Tuesday, September 16, 2025

Outrage mobs shouldn't run your HR department. Employers need process, not panic, when the internet comes calling.

Outrage mobs shouldn't run your HR department. Yet Vice President JD Vance is urging the outrage mobs on. "When you see someone celebrating Charlie's murder, call them out and call their employer." That was his closing call to action as guest host of Charlie Kirk's podcast yesterday.

Plenty didn't need the nudge. Within 24 hours of Kirk's killing, employers nationwide—from media outlets to universities, airlines to retailers—were disciplining or firing staff over posts deemed "insensitive" or "celebratory" of his death.

A cottage industry of doxxing quickly formed. A site originally branded Expose Charlie's Murderers (since rebranded Charlie Kirk Data Foundation for obvious legal reasons) began cataloging names, employers, and posts. Activists like Laura Loomer pledged to ruin careers.

This isn’t new. Employers—especially private-sector, at-will employers—have long had broad discretion to discipline or terminate employees over speech. The concern is almost always reputational harm: the fallout from a negative viral post. And it bears repeating, the 1st Amendment restricts government, not private employers.

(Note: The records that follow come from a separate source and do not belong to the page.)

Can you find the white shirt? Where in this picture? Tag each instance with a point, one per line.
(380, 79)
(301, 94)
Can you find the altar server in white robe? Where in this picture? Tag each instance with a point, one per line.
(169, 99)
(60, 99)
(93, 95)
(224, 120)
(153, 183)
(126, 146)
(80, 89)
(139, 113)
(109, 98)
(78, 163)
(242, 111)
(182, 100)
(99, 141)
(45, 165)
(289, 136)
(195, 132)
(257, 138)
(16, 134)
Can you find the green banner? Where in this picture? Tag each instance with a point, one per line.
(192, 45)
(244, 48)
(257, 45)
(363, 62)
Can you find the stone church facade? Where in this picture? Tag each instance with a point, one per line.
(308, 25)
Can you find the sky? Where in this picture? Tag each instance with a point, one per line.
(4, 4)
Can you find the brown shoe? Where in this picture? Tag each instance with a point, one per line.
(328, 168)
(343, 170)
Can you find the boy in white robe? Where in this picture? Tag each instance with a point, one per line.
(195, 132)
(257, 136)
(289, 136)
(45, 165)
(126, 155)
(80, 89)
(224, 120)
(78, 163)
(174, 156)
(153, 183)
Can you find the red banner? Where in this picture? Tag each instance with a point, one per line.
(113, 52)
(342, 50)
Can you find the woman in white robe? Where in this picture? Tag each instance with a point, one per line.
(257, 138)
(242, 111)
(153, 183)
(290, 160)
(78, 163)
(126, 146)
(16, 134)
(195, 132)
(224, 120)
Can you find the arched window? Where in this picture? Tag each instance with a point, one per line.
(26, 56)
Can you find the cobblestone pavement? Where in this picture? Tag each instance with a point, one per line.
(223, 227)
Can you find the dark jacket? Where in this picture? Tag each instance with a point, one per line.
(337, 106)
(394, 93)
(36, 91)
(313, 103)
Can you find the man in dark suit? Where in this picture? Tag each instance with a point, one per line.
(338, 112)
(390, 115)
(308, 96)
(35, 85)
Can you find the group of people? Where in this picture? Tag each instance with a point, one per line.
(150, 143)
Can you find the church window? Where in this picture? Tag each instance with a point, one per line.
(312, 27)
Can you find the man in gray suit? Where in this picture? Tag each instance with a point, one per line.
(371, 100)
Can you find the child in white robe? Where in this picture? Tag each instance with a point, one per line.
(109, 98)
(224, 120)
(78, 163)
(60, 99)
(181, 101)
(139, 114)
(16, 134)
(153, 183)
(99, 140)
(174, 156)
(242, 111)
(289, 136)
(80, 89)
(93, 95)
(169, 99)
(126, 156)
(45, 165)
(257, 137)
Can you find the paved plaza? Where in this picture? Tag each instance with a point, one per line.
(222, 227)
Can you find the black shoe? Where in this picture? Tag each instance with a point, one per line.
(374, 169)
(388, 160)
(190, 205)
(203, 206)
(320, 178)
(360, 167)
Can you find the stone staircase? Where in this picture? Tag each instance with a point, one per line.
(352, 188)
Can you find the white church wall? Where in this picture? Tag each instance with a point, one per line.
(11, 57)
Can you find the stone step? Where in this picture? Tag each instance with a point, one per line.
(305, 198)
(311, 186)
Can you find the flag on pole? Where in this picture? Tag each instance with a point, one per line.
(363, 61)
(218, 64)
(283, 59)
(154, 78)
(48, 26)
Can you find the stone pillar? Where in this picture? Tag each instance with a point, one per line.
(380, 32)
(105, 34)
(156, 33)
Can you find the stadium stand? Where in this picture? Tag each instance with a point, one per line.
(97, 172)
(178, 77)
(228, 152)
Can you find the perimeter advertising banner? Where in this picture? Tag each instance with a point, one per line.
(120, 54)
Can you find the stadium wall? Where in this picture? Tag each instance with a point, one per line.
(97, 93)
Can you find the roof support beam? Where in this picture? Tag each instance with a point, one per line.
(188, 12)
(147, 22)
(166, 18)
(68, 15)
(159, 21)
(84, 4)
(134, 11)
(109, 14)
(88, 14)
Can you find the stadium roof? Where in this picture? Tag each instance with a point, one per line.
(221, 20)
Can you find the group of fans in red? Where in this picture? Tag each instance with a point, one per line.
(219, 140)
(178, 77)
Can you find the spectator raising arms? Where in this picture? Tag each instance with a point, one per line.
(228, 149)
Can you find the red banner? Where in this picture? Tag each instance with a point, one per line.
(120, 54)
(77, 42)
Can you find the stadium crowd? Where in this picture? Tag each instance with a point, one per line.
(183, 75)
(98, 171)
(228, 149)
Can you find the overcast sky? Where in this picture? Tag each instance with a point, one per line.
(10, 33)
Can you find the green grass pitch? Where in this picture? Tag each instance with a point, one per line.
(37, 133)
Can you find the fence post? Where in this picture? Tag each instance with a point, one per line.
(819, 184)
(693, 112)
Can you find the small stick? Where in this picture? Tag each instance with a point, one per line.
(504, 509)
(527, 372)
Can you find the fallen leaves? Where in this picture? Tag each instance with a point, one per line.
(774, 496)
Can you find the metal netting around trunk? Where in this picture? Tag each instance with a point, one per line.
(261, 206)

What is new is the speed and scale of what we're witnessing now.

That's why employers need to pause before rushing to judgment. A call, email, or tweet demanding someone's termination isn't a reason to fire—it's a trigger for process. Investigate. Assess context. Ask: does this post truly violate policy, clash with our values, or create a real problem in the workplace or for the business?

There's a critical difference between celebrating Kirk’s death (wrong and offensive) and challenging his beliefs and opinions (always appropriate).

As a management-side employment lawyer, I'll always defend an employer's right to protect itself and its brand. But I also counsel restraint. Employers shouldn't allow themselves to become the deputized enforcers of online outrage mobs. Today the demand might be over a post about Charlie Kirk. Tomorrow it could be about an entirely different issue—one just as politically charged.

On X, Lindsey Graham wrote: "Free speech doesn't prevent you from being fired if you're stupid and have poor judgment." He's 100% correct. But the responsibility falls on employers to decide when and what consequences are appropriate. Not every ill-timed, tone-deaf, or unpopular post should cost someone their livelihood.

The challenge for employers isn't silencing employees—it's knowing when speech truly crosses the line. If outrage mobs are running your HR department, you're already doing it wrong.